Fighting began intensifying late last year between two rival factions of the ex-Seleka rebel group – the Front populaire pour la renaissance de la Centrafrique (FPRC) and the Union pour la paix en Centrafrique (UPC).

The Seleka, a predominantly Muslim rebellion made up of loosely affiliated factions, toppled the then-president François Bozize's government in March 2013, following which the largely Christian vigilante anti-Balaka group organised itself to fight against the Seleka.

Supposedly disbanded in September 2013, the ex-Seleka splintered into several movements over leadership rivalries, but the FPRC has recently allied itself with anti-balaka militias, its former enemy, to fight the UPC.

In the Ouaka province, rebels from the UPC allegedly executed at least 32 civilians they suspected of being allied to FPRC, and captured fighters after clashes with the FPRC on several occasions in December 2016, Human Rights Watch (HRW) confirmed on 16 February.

Recalling how UPC fighters gunned down civilians on 11 December, a witness whose identify is withheld for security reasons, 41, said: "A UN helicopter circled the town for some time so we knew things were not normal.
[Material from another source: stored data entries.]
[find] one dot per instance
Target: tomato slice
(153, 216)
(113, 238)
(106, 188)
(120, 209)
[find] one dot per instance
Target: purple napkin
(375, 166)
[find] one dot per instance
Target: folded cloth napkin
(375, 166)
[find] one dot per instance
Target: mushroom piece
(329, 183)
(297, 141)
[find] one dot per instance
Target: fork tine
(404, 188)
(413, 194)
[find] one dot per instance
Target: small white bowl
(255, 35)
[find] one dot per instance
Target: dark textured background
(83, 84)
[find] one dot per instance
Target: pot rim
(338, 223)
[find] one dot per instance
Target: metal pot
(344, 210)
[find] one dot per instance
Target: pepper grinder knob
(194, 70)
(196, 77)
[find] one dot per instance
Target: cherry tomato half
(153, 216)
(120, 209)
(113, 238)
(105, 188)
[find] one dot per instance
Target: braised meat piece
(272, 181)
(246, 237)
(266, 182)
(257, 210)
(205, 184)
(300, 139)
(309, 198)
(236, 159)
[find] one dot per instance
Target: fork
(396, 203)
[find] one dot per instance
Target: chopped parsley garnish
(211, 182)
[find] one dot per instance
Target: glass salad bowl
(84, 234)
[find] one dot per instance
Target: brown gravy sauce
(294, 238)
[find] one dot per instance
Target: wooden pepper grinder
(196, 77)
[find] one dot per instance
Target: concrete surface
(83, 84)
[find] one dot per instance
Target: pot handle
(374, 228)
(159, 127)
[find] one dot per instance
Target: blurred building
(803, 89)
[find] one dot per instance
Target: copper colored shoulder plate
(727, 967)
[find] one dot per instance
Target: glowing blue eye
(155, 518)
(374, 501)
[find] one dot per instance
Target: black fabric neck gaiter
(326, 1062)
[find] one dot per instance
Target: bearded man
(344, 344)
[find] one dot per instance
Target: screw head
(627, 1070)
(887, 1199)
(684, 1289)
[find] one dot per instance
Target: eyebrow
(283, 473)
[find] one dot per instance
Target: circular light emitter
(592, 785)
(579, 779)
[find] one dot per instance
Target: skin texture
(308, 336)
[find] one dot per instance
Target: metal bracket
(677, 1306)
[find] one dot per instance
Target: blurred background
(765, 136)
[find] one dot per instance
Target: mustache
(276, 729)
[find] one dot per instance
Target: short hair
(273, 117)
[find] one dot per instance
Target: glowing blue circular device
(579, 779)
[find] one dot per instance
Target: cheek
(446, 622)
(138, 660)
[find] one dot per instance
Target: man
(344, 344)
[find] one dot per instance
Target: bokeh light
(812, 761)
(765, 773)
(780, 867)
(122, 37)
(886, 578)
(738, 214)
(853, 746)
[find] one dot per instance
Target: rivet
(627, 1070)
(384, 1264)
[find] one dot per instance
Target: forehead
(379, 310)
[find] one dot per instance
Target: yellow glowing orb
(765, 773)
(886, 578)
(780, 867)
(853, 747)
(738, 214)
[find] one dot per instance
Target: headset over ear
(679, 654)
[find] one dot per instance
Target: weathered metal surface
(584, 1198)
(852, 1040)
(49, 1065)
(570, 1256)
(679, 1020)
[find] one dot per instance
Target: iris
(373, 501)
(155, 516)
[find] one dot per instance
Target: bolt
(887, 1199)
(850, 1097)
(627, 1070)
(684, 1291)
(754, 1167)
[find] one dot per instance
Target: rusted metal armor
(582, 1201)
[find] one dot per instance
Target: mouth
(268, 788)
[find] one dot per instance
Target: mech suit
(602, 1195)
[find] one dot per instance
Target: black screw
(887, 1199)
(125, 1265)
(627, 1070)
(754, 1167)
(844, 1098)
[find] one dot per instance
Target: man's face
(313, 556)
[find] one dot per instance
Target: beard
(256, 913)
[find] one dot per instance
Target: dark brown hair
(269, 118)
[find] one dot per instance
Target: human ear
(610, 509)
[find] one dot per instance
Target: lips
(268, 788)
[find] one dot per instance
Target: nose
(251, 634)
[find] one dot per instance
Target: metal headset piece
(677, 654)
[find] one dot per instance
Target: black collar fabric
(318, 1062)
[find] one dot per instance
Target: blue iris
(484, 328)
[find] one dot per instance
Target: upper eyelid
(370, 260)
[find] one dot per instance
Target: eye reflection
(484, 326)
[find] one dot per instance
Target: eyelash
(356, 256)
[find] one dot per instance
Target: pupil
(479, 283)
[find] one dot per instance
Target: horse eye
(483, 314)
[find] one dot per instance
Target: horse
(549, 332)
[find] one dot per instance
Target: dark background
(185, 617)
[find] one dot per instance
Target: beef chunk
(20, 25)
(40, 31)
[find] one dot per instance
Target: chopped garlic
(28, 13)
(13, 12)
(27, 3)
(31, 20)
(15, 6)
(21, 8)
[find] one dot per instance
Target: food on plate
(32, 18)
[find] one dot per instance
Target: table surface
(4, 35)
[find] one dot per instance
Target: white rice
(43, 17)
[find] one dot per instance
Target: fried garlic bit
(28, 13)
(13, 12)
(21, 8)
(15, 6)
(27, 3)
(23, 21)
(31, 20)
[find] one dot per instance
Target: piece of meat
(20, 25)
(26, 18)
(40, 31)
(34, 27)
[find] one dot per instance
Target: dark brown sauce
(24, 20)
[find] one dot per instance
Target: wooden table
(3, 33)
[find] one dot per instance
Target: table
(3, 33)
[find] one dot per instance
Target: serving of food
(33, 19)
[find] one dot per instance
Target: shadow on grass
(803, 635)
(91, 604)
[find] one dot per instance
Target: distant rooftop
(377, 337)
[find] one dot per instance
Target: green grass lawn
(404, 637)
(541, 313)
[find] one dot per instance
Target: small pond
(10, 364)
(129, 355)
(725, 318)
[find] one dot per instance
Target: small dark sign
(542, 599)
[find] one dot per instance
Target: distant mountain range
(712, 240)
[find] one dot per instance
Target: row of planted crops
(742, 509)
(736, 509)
When the helicopter left, the Peuhl [UPC fighters] attacked. The town was encircled. I took my children and ran, but they were shooting at anything that moved."

In the town of Bakala, UPC fighters allegedly executed seven men who were returning from a nearby gold mine on 12 December.

"I was hiding in a house and I saw the Peuhl [UPC has close links to the minority ethnic Peuhl and armed Peuhl often fight with the group] gather the men in front of a neighbour's house and take them inside," a 55-year-old resident from Bakala, said speaking under anonymity.

"A short time later I heard screams from the men. They were yelling, 'Why are you killings us?' and 'I'm dying!' I also heard shots. This was all at 5am. A short while later the Peuhl found me and made me help throw the bodies in a well."

HRW inspected the well and "noted a putrid smell that might have come from decaying bodies".

The next day, UPC fighters calling local residents to a school for an alleged meeting, before seizing the men and reportedly gunned them down 24 men and at least one boy, whom they accused of supporting the anti-balaka. A local official confirmed the death toll.

"These executions are brazen war crimes by UPC fighters who feel free to kill at will," Lewis Mudge, Africa researcher at HRW, said. "The group is carrying out its killing sprees with no fear of punishment despite the presence of UN peacekeepers."

HRW warned the total number of victims is "most likely higher" because dozens of other people are unaccounted for, according to family members. At least 29 other civilians were killed infighting around Bakala since late November, displacing between 9,000 and 10,000 people.

Under the command of General Ali Darassa Mahamant, the UPC denied fighters executed civilians or prisoners.